As another embodiment, if relatively strength is not required, the can may be entirely removed, without changing the gist of the present invention. Further, as shown in FIG. 3, the same effect as in the above embodiment can be obtained even if the inner diameter surface extends the shaft portion and is canned with the shaft.

〔Effect of the invention〕

As explained above, according to the present invention, the copper bars, end rings, and filled iron powder or copper powder are applied to the laminated iron core in a vacuum-sealed can by applying high temperature and high pressure to solid phase bond each other. , it is possible to manufacture a rotor for a rotating electric machine that is robust, well-balanced, and has good electrical characteristics.

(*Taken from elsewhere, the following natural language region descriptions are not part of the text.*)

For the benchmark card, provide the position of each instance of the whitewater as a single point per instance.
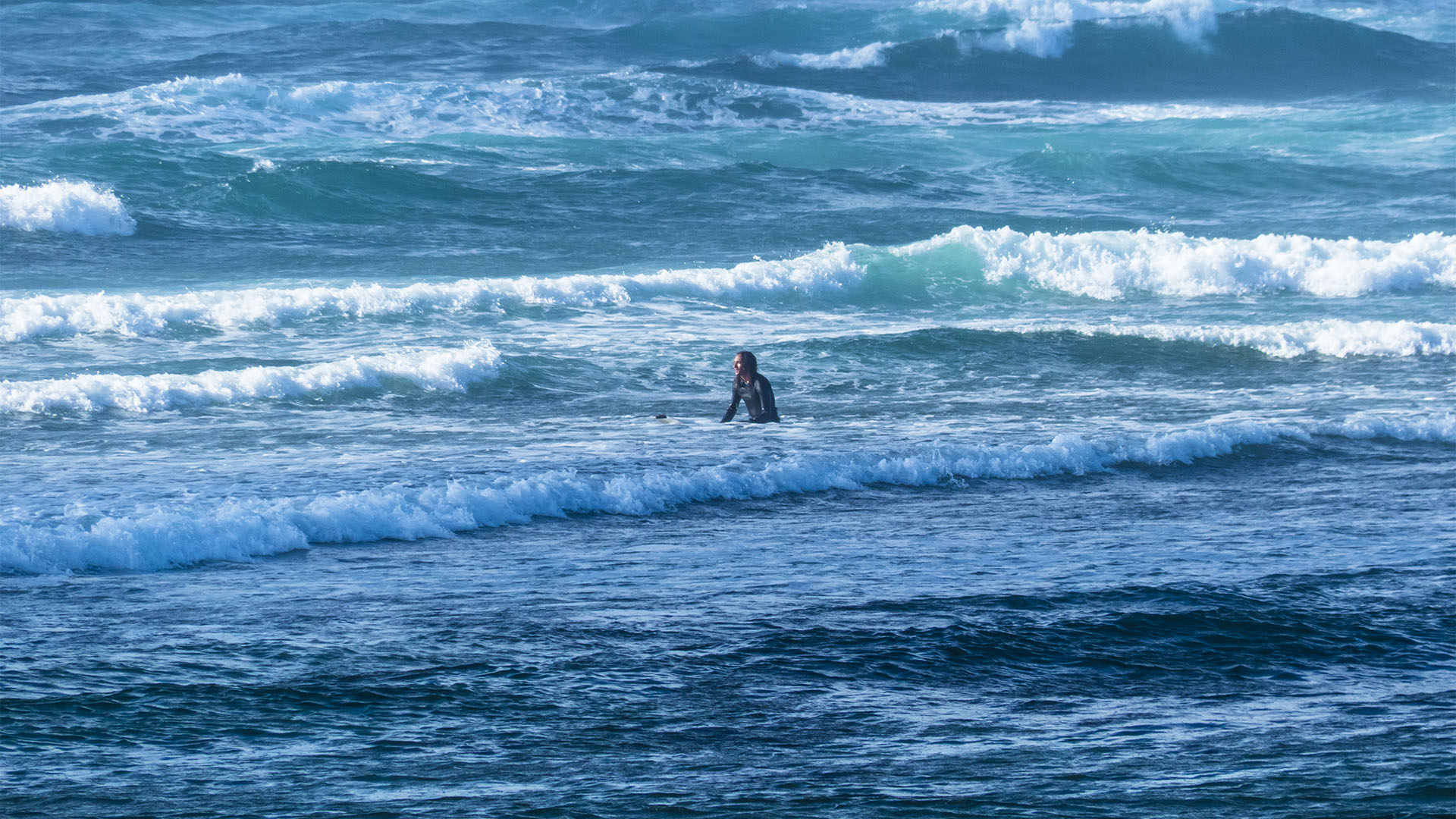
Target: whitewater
(362, 371)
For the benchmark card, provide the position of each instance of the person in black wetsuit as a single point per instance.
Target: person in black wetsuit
(753, 390)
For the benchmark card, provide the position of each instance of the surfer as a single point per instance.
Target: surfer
(753, 390)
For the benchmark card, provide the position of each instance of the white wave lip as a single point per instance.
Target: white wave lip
(832, 268)
(64, 206)
(845, 58)
(620, 104)
(1338, 338)
(1043, 28)
(1112, 264)
(452, 371)
(245, 529)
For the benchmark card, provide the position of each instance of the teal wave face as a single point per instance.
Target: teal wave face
(1274, 55)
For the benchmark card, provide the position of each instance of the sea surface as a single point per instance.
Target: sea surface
(1114, 343)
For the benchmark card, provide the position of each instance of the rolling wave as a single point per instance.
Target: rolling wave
(952, 267)
(829, 270)
(1338, 338)
(64, 206)
(1117, 264)
(235, 108)
(242, 529)
(450, 369)
(1079, 52)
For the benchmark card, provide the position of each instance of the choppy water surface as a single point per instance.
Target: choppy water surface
(1116, 346)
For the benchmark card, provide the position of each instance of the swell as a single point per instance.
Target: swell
(1254, 55)
(823, 271)
(1337, 338)
(240, 529)
(64, 206)
(237, 108)
(965, 265)
(440, 369)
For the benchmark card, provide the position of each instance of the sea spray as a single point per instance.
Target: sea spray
(239, 529)
(64, 206)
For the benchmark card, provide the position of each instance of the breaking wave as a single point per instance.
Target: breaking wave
(63, 206)
(952, 267)
(242, 529)
(1116, 264)
(455, 369)
(832, 268)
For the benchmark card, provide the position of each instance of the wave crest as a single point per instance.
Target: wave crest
(823, 271)
(1114, 264)
(243, 529)
(428, 369)
(63, 206)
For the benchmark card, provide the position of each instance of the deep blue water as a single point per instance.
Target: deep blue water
(1114, 343)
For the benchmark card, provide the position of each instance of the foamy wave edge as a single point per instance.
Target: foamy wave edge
(242, 531)
(433, 369)
(64, 206)
(829, 270)
(1338, 338)
(1112, 264)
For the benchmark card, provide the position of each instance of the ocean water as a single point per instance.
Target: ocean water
(1114, 343)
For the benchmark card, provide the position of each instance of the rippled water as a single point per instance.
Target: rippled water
(1114, 346)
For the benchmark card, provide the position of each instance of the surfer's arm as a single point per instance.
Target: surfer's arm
(733, 409)
(767, 410)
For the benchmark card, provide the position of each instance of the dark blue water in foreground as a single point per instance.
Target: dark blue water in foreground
(1116, 347)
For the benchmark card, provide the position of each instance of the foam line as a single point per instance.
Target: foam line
(450, 369)
(845, 58)
(832, 268)
(1112, 264)
(242, 529)
(631, 102)
(64, 206)
(1327, 337)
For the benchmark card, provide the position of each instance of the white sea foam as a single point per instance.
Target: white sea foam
(1326, 337)
(444, 369)
(845, 58)
(829, 270)
(622, 104)
(1112, 264)
(242, 529)
(64, 206)
(1044, 28)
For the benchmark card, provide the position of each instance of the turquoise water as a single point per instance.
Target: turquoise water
(1114, 346)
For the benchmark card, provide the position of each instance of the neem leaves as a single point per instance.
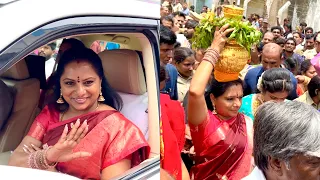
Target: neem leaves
(244, 34)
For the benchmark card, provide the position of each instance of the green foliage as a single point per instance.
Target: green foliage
(244, 34)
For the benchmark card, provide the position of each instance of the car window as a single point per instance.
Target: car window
(143, 51)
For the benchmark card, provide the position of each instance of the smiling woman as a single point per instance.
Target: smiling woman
(86, 104)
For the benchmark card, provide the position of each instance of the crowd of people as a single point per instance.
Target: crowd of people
(263, 125)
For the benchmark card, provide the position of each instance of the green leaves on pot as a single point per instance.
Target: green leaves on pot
(244, 34)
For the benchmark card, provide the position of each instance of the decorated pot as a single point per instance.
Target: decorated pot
(233, 59)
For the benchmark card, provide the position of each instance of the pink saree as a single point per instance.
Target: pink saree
(111, 138)
(223, 148)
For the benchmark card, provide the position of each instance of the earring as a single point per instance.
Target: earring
(101, 98)
(214, 110)
(60, 100)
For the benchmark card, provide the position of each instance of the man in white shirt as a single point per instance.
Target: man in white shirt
(47, 51)
(286, 142)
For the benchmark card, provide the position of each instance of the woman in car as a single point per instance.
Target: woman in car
(47, 94)
(274, 84)
(82, 133)
(222, 137)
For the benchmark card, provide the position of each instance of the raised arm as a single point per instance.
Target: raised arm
(20, 155)
(197, 108)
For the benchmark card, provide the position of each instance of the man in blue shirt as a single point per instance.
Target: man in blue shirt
(167, 41)
(270, 58)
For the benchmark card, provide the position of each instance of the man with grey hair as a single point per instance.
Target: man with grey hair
(286, 142)
(270, 58)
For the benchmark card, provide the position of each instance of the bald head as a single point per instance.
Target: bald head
(271, 56)
(272, 48)
(268, 37)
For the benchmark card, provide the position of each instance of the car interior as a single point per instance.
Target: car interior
(124, 68)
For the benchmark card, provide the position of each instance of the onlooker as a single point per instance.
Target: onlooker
(310, 51)
(286, 142)
(298, 37)
(317, 43)
(185, 10)
(167, 41)
(302, 28)
(276, 30)
(270, 58)
(164, 11)
(47, 51)
(289, 47)
(307, 71)
(264, 27)
(281, 42)
(181, 17)
(309, 30)
(312, 96)
(268, 38)
(167, 21)
(287, 31)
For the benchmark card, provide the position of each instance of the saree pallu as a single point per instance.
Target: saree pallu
(172, 135)
(223, 150)
(111, 138)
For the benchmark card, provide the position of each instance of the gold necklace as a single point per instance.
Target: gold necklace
(67, 110)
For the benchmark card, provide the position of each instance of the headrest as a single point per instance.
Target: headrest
(7, 100)
(19, 71)
(123, 70)
(36, 67)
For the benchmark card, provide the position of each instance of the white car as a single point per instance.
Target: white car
(27, 25)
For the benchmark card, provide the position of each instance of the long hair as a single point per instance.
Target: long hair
(85, 55)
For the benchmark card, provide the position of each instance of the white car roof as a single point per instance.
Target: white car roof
(22, 16)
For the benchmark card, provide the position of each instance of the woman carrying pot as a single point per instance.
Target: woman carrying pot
(221, 135)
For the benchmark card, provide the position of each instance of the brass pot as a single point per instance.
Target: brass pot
(233, 59)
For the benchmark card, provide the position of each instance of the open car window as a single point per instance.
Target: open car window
(143, 36)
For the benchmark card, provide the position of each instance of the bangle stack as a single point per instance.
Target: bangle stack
(38, 160)
(212, 56)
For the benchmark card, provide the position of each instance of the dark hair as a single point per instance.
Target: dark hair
(86, 55)
(177, 45)
(167, 18)
(192, 7)
(74, 43)
(218, 89)
(310, 36)
(276, 27)
(167, 36)
(178, 13)
(303, 24)
(276, 80)
(309, 28)
(291, 39)
(181, 53)
(162, 73)
(280, 41)
(53, 45)
(300, 35)
(313, 85)
(191, 24)
(316, 35)
(288, 26)
(305, 65)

[Brief explanation of drawings]

Fig. 1 is an external view of a rotor obtained by a manufacturing method according to an embodiment of the present invention, Fig. 2 is a model diagram showing the manufacturing process of the rotor shown in Fig. 1, and Fig. 3 shows another embodiment. It is a manufacturing process model diagram. 1... Laminated iron core, 2... Copper bar 3...
End ring, 4... Slot, 5... Clearance, 6... Iron powder, 7... Copper powder,
8...Can, 9...Axis.

Claims (1)

[Claims] A skewed copper bar is inserted into the slot of a laminated core having multiple slots, end rings are arranged at both ends of the copper bar, and the skewed copper bar is inserted into the gap between the slot and the end ring within the core. The end ring is filled with iron powder, the end ring is filled with copper powder, a dummy shaft is placed on the inner surface of the laminated core, the outer periphery is covered with a vacuum-sealed can, and the core is pressurized and solid-stated in a high-temperature and high-pressure atmosphere. A method for manufacturing a rotor for a rotating electric machine, which comprises joining an iron core, a copper bar, and an end ring by joining.